La farmacocinetica dell’olanzapina segue una cinetica lineare e proporzionale alla dose quando somministrate alle dosi terapeutiche. Dopo somministrazione orale, il 40% della dose di farmaco viene metabolizzato prima che il farmaco raggiunga i suoi siti d’azione (effetto di primo passaggio epatico). La presenza di cibo non altera la biodisponibilità del farmaco, pertanto l’olanzapina può essere somministrata a digiuno oppure a stomaco pieno. Quando il farmaco viene somministrato sotto forma di sale, come olanzapina pamoato, per via intramuscolare lenta, il passaggio in circolo richiede dalle 2 alle 4 settimane. Nel caso il sale sia accidentalmente somministrato sottocute o per via intravascolare, la dissociazione del sale è molto più rapida con il rischio di sovradosaggio e la comparsa di un quadro sintomatologico chiamato sindrome da sedazione e delirio post-iniezione (PDSS, post-injection sedation syndrome).

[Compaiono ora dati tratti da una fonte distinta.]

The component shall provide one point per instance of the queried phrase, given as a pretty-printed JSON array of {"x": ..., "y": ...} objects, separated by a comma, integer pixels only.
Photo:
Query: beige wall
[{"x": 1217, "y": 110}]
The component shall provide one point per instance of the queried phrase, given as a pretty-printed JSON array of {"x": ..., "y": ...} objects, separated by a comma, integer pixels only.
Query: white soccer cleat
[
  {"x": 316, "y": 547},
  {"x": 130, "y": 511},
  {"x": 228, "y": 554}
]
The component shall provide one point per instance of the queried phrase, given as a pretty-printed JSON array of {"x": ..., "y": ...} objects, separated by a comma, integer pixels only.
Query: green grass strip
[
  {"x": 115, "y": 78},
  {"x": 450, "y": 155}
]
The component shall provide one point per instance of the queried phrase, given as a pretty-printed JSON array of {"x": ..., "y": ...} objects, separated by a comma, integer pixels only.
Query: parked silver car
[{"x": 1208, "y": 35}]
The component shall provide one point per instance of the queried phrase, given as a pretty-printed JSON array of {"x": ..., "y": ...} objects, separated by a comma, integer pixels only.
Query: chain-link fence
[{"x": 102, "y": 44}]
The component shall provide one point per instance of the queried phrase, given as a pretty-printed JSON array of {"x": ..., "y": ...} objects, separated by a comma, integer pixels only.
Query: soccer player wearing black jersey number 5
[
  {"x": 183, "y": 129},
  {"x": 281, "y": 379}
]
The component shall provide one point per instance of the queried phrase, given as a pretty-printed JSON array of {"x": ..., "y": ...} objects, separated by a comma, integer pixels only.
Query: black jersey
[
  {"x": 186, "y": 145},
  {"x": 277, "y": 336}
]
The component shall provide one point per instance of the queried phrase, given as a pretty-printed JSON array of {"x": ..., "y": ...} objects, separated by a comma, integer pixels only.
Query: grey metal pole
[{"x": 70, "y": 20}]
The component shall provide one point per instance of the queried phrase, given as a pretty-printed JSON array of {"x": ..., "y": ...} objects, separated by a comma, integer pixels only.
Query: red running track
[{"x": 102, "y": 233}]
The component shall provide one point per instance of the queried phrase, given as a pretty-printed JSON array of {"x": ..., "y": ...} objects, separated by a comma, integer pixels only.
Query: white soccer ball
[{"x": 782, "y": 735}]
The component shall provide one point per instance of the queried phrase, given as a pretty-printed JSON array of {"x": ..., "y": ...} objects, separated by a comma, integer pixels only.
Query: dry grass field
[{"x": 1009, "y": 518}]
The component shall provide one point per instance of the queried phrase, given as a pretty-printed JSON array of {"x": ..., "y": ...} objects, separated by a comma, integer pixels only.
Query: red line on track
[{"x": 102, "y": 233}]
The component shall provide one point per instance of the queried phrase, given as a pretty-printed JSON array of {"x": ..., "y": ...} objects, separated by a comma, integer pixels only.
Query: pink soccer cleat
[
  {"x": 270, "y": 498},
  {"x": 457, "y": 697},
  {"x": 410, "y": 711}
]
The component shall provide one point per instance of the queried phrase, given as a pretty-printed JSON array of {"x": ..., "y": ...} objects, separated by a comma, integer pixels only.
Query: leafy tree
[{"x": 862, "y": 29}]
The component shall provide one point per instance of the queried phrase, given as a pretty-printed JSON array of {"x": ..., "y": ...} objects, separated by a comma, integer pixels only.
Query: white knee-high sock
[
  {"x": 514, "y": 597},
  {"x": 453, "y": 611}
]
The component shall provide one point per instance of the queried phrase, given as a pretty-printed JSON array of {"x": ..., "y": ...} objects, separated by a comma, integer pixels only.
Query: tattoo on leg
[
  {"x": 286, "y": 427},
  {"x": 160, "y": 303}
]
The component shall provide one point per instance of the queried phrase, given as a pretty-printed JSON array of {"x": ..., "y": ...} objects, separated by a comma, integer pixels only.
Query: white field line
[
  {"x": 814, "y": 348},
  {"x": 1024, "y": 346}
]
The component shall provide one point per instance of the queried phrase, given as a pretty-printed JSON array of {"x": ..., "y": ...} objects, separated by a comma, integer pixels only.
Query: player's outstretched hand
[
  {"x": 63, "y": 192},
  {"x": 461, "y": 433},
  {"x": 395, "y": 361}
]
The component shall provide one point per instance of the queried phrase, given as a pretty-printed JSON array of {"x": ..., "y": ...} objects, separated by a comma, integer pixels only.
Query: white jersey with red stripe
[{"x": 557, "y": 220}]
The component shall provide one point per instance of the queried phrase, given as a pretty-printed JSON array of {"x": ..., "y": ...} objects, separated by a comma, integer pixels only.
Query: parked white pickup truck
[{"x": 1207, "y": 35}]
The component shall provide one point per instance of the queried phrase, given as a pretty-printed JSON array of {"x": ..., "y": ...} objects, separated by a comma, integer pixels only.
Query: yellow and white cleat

I livelli plasmatici di olanzapina non correlano con gli effetti del farmaco a livello centrale; concentrazioni stabili di farmaco (stato stazionario o steady state) sono raggiunte dopo una settimana circa dall’inizio della terapia orale. Sia la clearance plasmatica sia l’emivita del farmaco presentano elevata variabilità da un individuo e l’altro (emivita: 21-54 ore; clearance plasmatica: 12-48 ore). L’olanzapina è escreta per 2/3 con le feci e per 1/3 con le urine.
Nei pazienti pediatrici (13-18 anni) la somministrazione di olanzapina ha evidenziato
un profilo farmacocinetico sovrapponibile a quello osservato negli adulti.